Thermal Boundary Resistance Reduction by Interfacial Nanopatterning for GaN-on-Diamond Electronics Applications.

GaN high electron mobility transistors (HEMTs) on SiC substrates are the highest performing commercially available transistors for high-power, high-frequency applications. However, Joule self-heating limits the maximum areal power density, i.e., operating power is derated to ensure the lifetime of GaN-based devices. Diamond is attractive as a heat sink due to its record-high thermal conductivity combined with its high electrical resistivity. GaN-on-diamond devices have been demonstrated, bringing the diamond as close as possible to the active device area.
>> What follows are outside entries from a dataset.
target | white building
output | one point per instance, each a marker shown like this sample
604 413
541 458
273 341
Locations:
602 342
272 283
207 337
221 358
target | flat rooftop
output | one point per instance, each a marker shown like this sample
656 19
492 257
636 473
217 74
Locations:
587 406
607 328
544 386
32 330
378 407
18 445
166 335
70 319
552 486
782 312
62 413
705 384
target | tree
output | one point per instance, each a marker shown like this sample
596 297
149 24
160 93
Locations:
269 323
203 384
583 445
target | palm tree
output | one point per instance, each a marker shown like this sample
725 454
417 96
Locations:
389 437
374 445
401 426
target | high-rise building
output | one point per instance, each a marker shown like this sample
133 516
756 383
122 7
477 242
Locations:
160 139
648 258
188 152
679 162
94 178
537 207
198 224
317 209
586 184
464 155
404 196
The GaN/diamond interface, close to the channel heat source, needs to efficiently conduct high heat fluxes, but it can present a significant thermal boundary resistance (TBR). In this work, we implement nanoscale trenches between GaN and diamond to explore new strategies for reducing the effective GaN/diamond TBR (TBR_eff). A 3× reduction in GaN/diamond TBR_eff was achieved using this approach, which is consistent with the increased contact area; thermal properties were measured using nanosecond transient thermoreflectance (ns-TTR). In addition, the SiN _x dielectric interlayer between the GaN and diamond increased its thermal conductivity by 2× through annealing, further reducing the TBR. This work demonstrates that the thermal resistance of heterogeneous interfaces can be optimized by nanostructured patterning and high-temperature annealing, which paves the way for enhanced thermal management in future device applications.